The new, SUNY-wide policy sets a range of allowable sanctions for the infractions listed below. Almost all of the infractions are already included in SUNY Cortland’s COVID policies and the vast majority of our students are complying.  The complete text of the emergency directive is available here.

  • Intentional Violations by COVID-Positive Students: Students who know that they have tested positive for COVID-19 or know they have had close contact to someone who has tested positive or is symptomatic for COVID-19, and then intentionally expose other students, will be expelled or suspended for at least a full academic year, and student athletes could lose eligibility.

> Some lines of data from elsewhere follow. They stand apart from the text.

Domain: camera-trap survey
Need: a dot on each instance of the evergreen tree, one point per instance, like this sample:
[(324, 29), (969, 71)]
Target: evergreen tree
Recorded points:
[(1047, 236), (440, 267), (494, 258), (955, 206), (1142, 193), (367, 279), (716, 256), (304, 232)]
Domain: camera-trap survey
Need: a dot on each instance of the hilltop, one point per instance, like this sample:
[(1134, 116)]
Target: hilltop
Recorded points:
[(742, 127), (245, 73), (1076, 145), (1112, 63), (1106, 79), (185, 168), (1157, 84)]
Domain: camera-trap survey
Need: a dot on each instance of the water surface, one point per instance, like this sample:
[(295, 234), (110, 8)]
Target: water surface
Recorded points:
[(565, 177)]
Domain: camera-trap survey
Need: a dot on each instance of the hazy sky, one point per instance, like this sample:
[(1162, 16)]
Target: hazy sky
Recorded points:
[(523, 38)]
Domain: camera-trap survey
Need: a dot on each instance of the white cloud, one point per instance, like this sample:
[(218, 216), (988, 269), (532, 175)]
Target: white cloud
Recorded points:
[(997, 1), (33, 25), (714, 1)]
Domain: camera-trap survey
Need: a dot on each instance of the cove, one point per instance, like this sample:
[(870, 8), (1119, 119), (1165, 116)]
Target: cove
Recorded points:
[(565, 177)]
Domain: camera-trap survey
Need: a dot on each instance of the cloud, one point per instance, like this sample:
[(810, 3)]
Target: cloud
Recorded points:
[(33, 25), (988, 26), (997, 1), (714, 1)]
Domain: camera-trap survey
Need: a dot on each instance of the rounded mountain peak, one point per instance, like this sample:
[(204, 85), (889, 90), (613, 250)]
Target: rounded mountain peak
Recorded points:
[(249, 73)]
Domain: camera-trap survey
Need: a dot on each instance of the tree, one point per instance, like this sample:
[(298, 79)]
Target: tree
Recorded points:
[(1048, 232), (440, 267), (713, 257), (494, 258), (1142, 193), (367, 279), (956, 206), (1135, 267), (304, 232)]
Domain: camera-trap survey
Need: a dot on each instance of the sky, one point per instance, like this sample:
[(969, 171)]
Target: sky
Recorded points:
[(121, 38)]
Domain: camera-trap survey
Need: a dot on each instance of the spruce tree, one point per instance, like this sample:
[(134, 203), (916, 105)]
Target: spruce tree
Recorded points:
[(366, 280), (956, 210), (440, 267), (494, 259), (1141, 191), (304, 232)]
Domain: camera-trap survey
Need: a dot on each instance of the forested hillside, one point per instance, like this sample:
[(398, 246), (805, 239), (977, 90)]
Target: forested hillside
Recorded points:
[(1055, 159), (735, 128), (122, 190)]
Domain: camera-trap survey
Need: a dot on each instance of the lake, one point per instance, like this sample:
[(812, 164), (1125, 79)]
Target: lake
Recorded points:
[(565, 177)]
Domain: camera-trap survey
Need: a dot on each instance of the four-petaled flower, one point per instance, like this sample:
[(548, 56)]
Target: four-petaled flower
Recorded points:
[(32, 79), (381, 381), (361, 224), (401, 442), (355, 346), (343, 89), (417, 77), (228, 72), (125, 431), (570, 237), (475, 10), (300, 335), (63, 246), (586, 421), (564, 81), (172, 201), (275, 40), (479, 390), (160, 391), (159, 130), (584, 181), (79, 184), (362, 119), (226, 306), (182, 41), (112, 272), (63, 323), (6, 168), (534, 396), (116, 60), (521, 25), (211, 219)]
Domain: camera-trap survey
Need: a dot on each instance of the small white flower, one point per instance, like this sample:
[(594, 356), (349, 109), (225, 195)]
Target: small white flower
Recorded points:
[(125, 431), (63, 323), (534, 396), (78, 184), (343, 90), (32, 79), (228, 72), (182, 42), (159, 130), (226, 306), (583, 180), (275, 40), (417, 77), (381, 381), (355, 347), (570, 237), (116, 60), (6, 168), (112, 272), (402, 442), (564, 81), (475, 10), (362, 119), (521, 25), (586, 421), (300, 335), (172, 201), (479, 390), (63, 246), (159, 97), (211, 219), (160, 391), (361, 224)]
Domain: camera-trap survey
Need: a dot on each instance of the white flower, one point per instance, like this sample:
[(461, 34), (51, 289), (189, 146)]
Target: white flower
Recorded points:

If that happens, they will be ineligible for admission to any other SUNY institution during the term of their sanction.
  • Failure to Self-Isolate: Students who are COVID-19 positive but fail to self-isolate as directed by health officials will be expelled or suspended for at least a full academic year, and student athletes could lose eligibility. If that happens, they will be ineligible for admission to any other SUNY institution during the term of their sanction.
  • Failure to Quarantine: Students who have been directed by the institution or the State or local Department of Health to complete a quarantine period, on or off campus, and then engage in activity that violates that quarantine order, will face dismissal, suspension, or continuation of academics in online format only, with no access to campus. Student athletes could lose eligibility.
  • Prohibited On-Campus or Off-Campus Gathering (Hosts): Students who host an on-campus or off-campus gathering of any size, whether indoor or outdoor, that violates campus policy and/or exceeds the current limitation set by SUNY Cortland or any other public entity, will face dismissal, suspension or continuation of academics online with no campus access, depending on circumstances.
  • Prohibited On-Campus or Off-Campus Gathering (Attendees): Students who attend a gathering of any size (but not as host), whether indoors or outdoors, that violates campus policy and/or exceeds the current limitation set by SUNY Cortland or another entity, will face dismissal, suspension or continuation of academics online without campus access, depending on circumstances.
  • Violations of Face Mask and Social Distancing Requirements: Students who have committed repeated or intentional violations of face covering or social distancing requirements of the campus, will face dismissal, suspension or continuation of academics online without campus access, depending on circumstances.
  • Contact Tracing: Students who repeatedly fail to comply, will face dismissal, suspension or continuation of academics online without campus access, depending on circumstances.
  • Failure to Comply with Campus Health Protocols: Students who fail to attend at least two scheduled appointments, without sufficient excuse, to obtain diagnostic or surveillance COVID-19 testing required by the campus, or students who fail to submit their daily health screening via the campus’s portal for at least three consecutive days, could face interim suspension, or administrative measures to electronically deactivate card access and restrict access to campus buildings. These restrictions will be lifted once a student is in compliance.

A pandemic teaches us that we are all connected in ways we never expected. And by working together – as individuals, as a university and as an educational system – we will prevail.